Century Independent Parallel Testing: Possible or Not?

While reading about "parallel" testing, I had a realization that even if there was enough capacity, testing cannot even approach being parallel. Please bear with me as I express this thought and the steps of the logic. Please correct me if I have missed something.

Most large organizations intend to be ready by Jan. 1, 1999 to leave a year for testing.

Usually, parallel testing is to verify that the old and new system brings the same (hopefully) reliable results from the same inputs under the same conditions.

In other words, testing is normally century independent. Normally, testing can be done in one month or year to verify that the new system will run after testing the following month or the following year.

But this testing during 1999 will not give a clear indication that the system will run during 2000. In fact that is what we are testing for: Whether the system will run in 2000. Simulation is not enough. In order to test the systems capability to run in 2000, it HAS TO BE, actually be the year 2000. For example, if a date has been overlooked in the code somewhere in some system, that potential glitch might not show up in testing during 1999, but only show up in true perfomance after Jan. 1, 2000. Just one or two of these could sabatage an entire system, even infect other systems.

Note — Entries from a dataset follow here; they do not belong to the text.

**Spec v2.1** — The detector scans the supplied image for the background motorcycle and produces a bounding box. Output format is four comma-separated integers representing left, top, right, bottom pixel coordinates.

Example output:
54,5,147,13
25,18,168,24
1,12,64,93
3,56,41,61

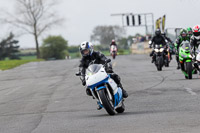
154,44,165,71
76,59,125,115
110,45,117,59
179,41,195,79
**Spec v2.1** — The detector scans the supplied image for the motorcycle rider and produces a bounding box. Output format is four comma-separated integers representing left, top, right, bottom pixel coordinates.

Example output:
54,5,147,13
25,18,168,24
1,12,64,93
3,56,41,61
190,25,200,74
79,41,128,109
149,29,166,63
162,32,173,60
187,27,193,38
110,39,117,47
174,29,190,69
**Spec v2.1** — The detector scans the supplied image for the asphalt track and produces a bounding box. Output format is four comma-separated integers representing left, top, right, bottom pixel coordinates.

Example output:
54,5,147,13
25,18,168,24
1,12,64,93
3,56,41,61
0,55,200,133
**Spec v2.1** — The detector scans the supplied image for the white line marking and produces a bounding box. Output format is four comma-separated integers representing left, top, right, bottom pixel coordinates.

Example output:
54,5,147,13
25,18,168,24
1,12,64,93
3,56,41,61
5,87,20,96
185,88,197,96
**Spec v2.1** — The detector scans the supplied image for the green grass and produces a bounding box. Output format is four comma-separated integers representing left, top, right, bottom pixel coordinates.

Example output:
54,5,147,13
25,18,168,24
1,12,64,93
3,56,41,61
0,59,43,70
20,55,37,60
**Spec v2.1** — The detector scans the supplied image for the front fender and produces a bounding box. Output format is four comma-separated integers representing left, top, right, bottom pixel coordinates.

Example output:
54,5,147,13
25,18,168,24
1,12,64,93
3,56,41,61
97,86,106,91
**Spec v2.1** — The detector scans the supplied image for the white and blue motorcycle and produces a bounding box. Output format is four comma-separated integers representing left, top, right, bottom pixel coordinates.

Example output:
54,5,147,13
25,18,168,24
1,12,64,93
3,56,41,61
76,59,125,115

How could a parallel test ever be possible here? The old systems don't work after 2000, so what are we comparing with what? You have to have two straight lines for them to be parallel. Either we only have one line, or else they are not "straight."

We don't have two systems even theoretically such that both will work at the same time. Even the whole IDEA of parallel testing does not work here.

The only parallel test can be whether the new system(s) can work in 1999. But that is not what we need to know. We need to know if we have ONE SYSTEM that can work in 2000. There is no way to find this out before that date arrives. I think I may know the answer already.